While I have never personally been in your position, I do envision three kinds of strategies that, tongue-in-cheek, I refer to as Agreeing, Blocking, and Serving. “Agreeing” strategies are ones where you do what you are directed to do by your political appointees. In essence, you adopt a compliance approach to your position and follow orders from above. You focus on political directives, which necessarily means a tradeoff of focusing less on your agency’s mission. Agreeing strategies encourage you to satisfy the desires of political appointees and they reduce your liability for decisions that were made by someone above you. Yet Agreeing strategies do create other liabilities for you. Subordinates are likely to think poorly of you as a leader. Maintaining integrity is not easy if your promises keep chaining with the prevailing winds. And, if your integrity is undermined, so too will be your subordinates’ motivation and commitment to the mission.
“Blocking” strategies involve using the inertia of bureaucracy to slow organizational responses to directives. Sometimes inertia can help you wait out at least some directives until political appointments are over. Indeed, Blocking strategies recognize that most political appointees have finite appointments—typically two years. A hard charging and directive appointees who doesn’t listen to, respect, or involve careerists in decision making may be surprised to later discover little progress is made on their directives. With your integrity intact and supportive subordinates, you can help your agency remain somewhat focused on the mission by levering inertia. A downside to such Blocking strategies is that as political directives are stymied, so too are needed efforts to advance your agency’s mission—improving capabilities, tackling organizational problems, increasing employee motivation, etc.. Additionally, blocking strategies do come with some career risk.
“Serving” strategies are different from both Agreeing and Blocking. You can’t use your knowledge and experience to help guide and influence a political appointee if you are not included in the appointee’s trusted circle of advisors. Neither Agreeing nor Blocking strategies will earn you this trust. Serving strategies involve investing in understanding and actively seeking out ways to create value and successes for political appointees. Only after you have demonstrated your good character, good will, and good ability (see Ask EIG “Are You a Leader With ‘The Goods’”) and create value for the appointee will you have a chance of being invited into the appointee’s circle of trusted advisors.

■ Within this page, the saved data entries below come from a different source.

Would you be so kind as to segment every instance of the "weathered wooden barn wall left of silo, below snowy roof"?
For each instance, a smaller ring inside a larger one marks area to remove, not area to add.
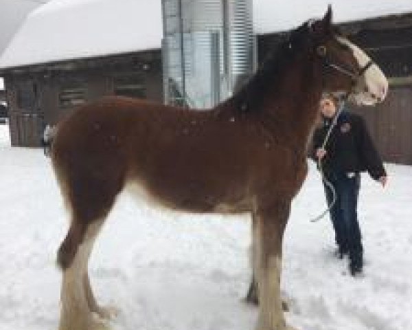
[[[145,97],[163,102],[160,51],[45,65],[5,74],[12,145],[39,146],[45,125],[56,124],[76,109],[76,106],[62,106],[60,102],[60,94],[67,84],[75,82],[84,86],[84,102],[90,102],[115,95],[116,78],[136,75],[141,76]],[[23,106],[19,99],[22,91],[27,96]]]

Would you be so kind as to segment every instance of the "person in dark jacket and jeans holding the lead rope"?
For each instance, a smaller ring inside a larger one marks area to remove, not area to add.
[[[361,184],[360,173],[369,175],[382,184],[387,184],[387,173],[371,140],[365,121],[360,115],[344,111],[336,118],[328,142],[323,146],[330,125],[337,115],[339,99],[331,94],[321,98],[321,125],[312,138],[312,158],[318,162],[323,177],[336,191],[336,201],[330,208],[330,219],[335,232],[338,255],[343,259],[349,255],[352,276],[363,271],[363,245],[358,223],[358,195]],[[325,197],[330,206],[334,195],[323,180]]]

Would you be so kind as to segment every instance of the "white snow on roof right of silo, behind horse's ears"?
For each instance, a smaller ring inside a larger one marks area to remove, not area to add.
[[[253,0],[255,32],[290,30],[310,18],[323,17],[329,3],[335,23],[412,12],[411,0]]]

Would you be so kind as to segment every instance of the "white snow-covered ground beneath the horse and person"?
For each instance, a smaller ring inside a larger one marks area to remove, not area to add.
[[[11,148],[0,127],[0,330],[57,329],[55,252],[67,214],[49,159]],[[323,191],[313,166],[293,203],[282,289],[300,330],[412,329],[412,167],[387,164],[383,190],[367,176],[360,218],[365,276],[333,256]],[[122,196],[98,239],[91,278],[100,302],[117,305],[114,330],[251,330],[248,217],[152,210]]]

Only then, as a trusted advisor, will you have opportunities to highlight the trade-offs between administrative priorities and agency mission. Your creativity and knowledge of the agency can be extraordinarily valuable in helping appointees respond to directives while simultaneously delivering on the agency’s mission. Unfortunately, Serving strategies work only if an appointee opens up to your efforts to build trust. I believe, however, that the more you give of yourself in making appointees successful, the more likely they will seek out your counsel and involve you in decisions. In sum, you can help political appointees manage the tension between mission and politics only if you invest in becoming a trusted advisor.